When we take in information our brains filter and prioritise it so that we can make sense of it. This is perception. We are constantly filtering for the most important information and we use a lot of pattern matching to quickly make decisions – that is chair-shaped (I sit on it), that is tiger-shaped (I run from it!).

Our brains use pattern matching because it is quick and effective. That table looks fundamentally like all the other tables I’ve seen – It’s a match ! That’s a chair – match and move on. We scan, we match, we filter, we move on.

Perception and Stress:

Under stress we can start to pattern match in a different way.  As our adrenalin levels rise our rational brain is quietly shutting off. This is why in exams it can become very hard to think and remember what we would normally find very easy to recall. Why? In evolutionary terms we don’t need to be thinking about the formula for Pi while running away from a tiger. We just need our basic survival part of the brain switched on and we need to fight or run. Complex computations are put on hold (as are a lot of other normal bodily functions such as digestion).

So back to our stressed student. Key to our understanding of providing support is understanding what is being perceived by someone under stress. 

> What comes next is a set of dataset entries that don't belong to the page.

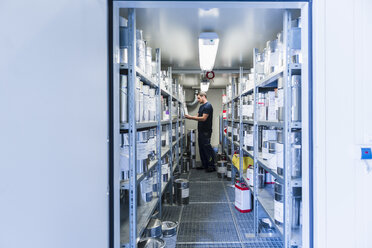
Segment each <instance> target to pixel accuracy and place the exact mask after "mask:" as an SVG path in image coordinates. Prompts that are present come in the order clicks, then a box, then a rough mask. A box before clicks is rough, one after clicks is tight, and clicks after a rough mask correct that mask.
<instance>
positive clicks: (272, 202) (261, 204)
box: [257, 185, 283, 237]
mask: <svg viewBox="0 0 372 248" xmlns="http://www.w3.org/2000/svg"><path fill="white" fill-rule="evenodd" d="M257 193H258V197H257V200H258V202H259V203H260V205H261V206H262V208H263V209H264V211H265V212H266V214H267V216H268V217H269V218H270V220H271V222H272V223H273V226H274V227H275V229H276V230H277V231H278V232H279V234H280V235H281V236H282V237H283V227H282V226H280V225H277V224H276V223H275V219H274V185H266V186H265V187H264V188H263V189H258V192H257Z"/></svg>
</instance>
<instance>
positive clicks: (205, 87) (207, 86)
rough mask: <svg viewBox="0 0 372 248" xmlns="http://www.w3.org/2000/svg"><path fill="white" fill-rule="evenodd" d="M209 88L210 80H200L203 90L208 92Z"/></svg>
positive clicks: (201, 89) (201, 88) (200, 83)
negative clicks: (205, 81) (200, 81)
mask: <svg viewBox="0 0 372 248" xmlns="http://www.w3.org/2000/svg"><path fill="white" fill-rule="evenodd" d="M208 89H209V82H208V81H206V82H200V90H201V91H204V92H207V91H208Z"/></svg>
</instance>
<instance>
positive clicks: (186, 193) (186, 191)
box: [181, 188, 189, 198]
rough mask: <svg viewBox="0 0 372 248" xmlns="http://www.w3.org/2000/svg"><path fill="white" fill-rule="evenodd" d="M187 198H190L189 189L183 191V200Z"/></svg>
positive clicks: (181, 196)
mask: <svg viewBox="0 0 372 248" xmlns="http://www.w3.org/2000/svg"><path fill="white" fill-rule="evenodd" d="M187 197H189V188H187V189H181V198H187Z"/></svg>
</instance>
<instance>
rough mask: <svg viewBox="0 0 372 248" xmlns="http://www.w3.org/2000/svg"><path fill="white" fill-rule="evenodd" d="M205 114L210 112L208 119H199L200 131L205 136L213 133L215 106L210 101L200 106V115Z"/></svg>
mask: <svg viewBox="0 0 372 248" xmlns="http://www.w3.org/2000/svg"><path fill="white" fill-rule="evenodd" d="M203 114H208V118H207V120H206V121H198V132H199V133H200V132H202V133H203V134H204V135H205V136H209V137H210V136H211V134H212V120H213V107H212V104H210V103H209V102H206V103H204V104H203V105H201V106H200V108H199V112H198V116H199V117H202V116H203Z"/></svg>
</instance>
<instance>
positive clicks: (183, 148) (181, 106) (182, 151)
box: [178, 94, 185, 172]
mask: <svg viewBox="0 0 372 248" xmlns="http://www.w3.org/2000/svg"><path fill="white" fill-rule="evenodd" d="M183 95H185V94H183ZM180 108H181V111H180V112H181V113H183V114H181V167H183V166H184V164H183V159H182V158H183V153H184V149H185V148H184V146H185V136H184V132H183V131H184V123H183V118H184V114H185V113H184V112H183V109H184V105H183V101H182V102H181V103H180ZM178 171H179V172H181V169H180V168H179V169H178Z"/></svg>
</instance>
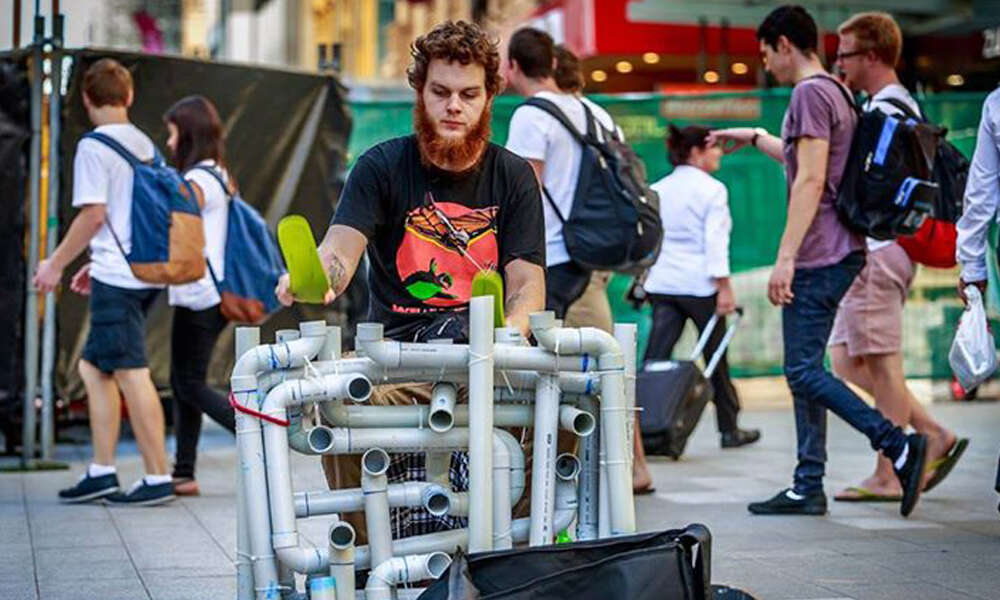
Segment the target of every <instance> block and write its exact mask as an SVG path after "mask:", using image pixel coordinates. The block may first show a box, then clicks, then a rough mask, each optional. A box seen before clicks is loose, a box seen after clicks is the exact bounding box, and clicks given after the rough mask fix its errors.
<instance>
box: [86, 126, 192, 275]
mask: <svg viewBox="0 0 1000 600" xmlns="http://www.w3.org/2000/svg"><path fill="white" fill-rule="evenodd" d="M83 137H84V139H92V140H96V141H98V142H100V143H102V144H104V145H105V146H107V147H109V148H111V149H112V150H114V151H115V152H117V153H118V155H119V156H121V157H122V158H123V159H125V161H127V162H128V164H129V165H131V167H132V175H133V182H132V248H131V250H130V251H129V252H125V247H124V246H122V243H121V240H119V239H118V235H117V234H116V233H115V230H114V229H112V228H111V223H110V221H106V223H107V226H108V230H109V231H111V236H112V237H114V238H115V243H116V244H118V249H119V250H121V252H122V255H123V256H125V260H126V261H127V262H128V266H129V268H130V269H131V270H132V274H134V275H135V276H136V277H137V278H138V279H140V280H142V281H146V282H148V283H166V284H180V283H189V282H192V281H198V280H199V279H201V278H202V277H203V276H204V275H205V229H204V227H203V226H202V223H201V212H200V211H199V210H198V202H197V200H196V199H195V196H194V190H192V189H191V185H190V184H189V183H188V182H187V181H185V180H184V178H183V177H181V176H180V174H179V173H178V172H177V171H176V170H174V169H173V168H171V167H170V166H168V165H167V164H166V162H165V161H164V160H163V156H161V155H160V153H159V151H157V150H155V149H154V154H153V160H151V161H149V162H144V161H141V160H139V159H138V158H136V156H135V155H134V154H132V153H131V152H129V151H128V150H127V149H126V148H125V147H124V146H122V145H121V144H120V143H118V141H117V140H115V139H114V138H112V137H111V136H109V135H106V134H103V133H98V132H96V131H92V132H90V133H88V134H86V135H84V136H83Z"/></svg>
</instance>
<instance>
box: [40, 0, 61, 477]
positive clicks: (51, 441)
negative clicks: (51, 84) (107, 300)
mask: <svg viewBox="0 0 1000 600" xmlns="http://www.w3.org/2000/svg"><path fill="white" fill-rule="evenodd" d="M53 4H55V3H53ZM62 36H63V16H62V15H60V14H57V13H56V14H53V16H52V40H51V51H50V52H49V64H50V65H51V69H50V73H49V82H50V83H51V84H52V86H51V92H50V93H49V201H48V218H47V219H46V234H45V257H46V258H50V257H51V256H52V253H53V252H55V249H56V245H57V243H58V241H59V196H60V193H59V192H60V188H59V167H60V161H59V143H60V134H61V118H60V112H61V111H62ZM55 362H56V294H55V292H49V293H47V294H45V321H44V323H43V326H42V380H41V384H42V427H41V440H42V441H41V445H42V460H43V461H51V460H52V457H53V453H54V450H55V410H54V406H55V395H54V394H53V387H54V379H55Z"/></svg>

Our perception becomes both limited and heightened: 

Limited in the sense that our field of vision narrows. Heightened in the sense that our senses are heightened and our sense of danger has escalated. Research suggests that the frontal cortex of the brain stops making accurate decisions about the level of risk. As a result it begins to trigger the amygdala and adrenalin production. The body prepares for Fight, Flight or Freeze.

This is a primal survival response. In this state it is helpful for us to remember, that rational arguments will not work!  For the person under stress, rationality is like hearing gibberish. They may understand the words but it has no emotional impact. Why? Because the rational part of their brain is not really available to them. Phrases like “Just do your best” or “You’ve worked hard all year, you should be OK” will not impact and that in itself can cause more stress. They will not understand why reassurance isn’t helping anymore!

Our thinking becomes more emotionally based:

Our brain is pattern matching in another way. It is matching our thinking with our emotions. It is matching our memory recall with our emotional state. This is a very common type of filtering which we have all experienced. 

If the current emotion is anxiety then the brain is actively scanning and filtering for other memories associated with anxiety. Anxiety-provoking memories can start popping up fluidly and easily. They seem especially true because they are flowing easily and naturally into our minds. Essentially we don’t question them and we don’t notice that we are now being flooded by anxious thoughts – it seems entirely appropriate to us.

Before we know it, we can be in an ever escalating state of increasing anxiety based on a highly filtered system that has unconsciously scanned for every anxiety producing memory that we have ever experienced and stored. It’s a PROBLEM!


  1. Allow students space to talk. Letting them feel their emotions and talk through their fears builds access back to the rational, thinking part of their brains. 
  2. Actively practice not interrupting and not giving advice, but instead listen and ask open question – all of this will enable them to gradually start to think again. 
  3. Slow your own responses down. Notice your own breathing and how relaxed or anxious you feel – anxiety breeds anxiety, so try to lower your own heightened responses. Role model a different state without being detached.
  4. Help explore the way they are risk assessing by asking open questions about the actual impact of events. “What if?” questions and “What would that mean?” questions can gradually  help catastrophic scenarios be explored and re-categorised.
  5. Your responses to so called ‘catastrophic scenarios” like “I will fail everything and then my career will be over” is crucial. Your steady, open, responsive approach can have a significant effect on helping your child re-evaluate their own sense of risk.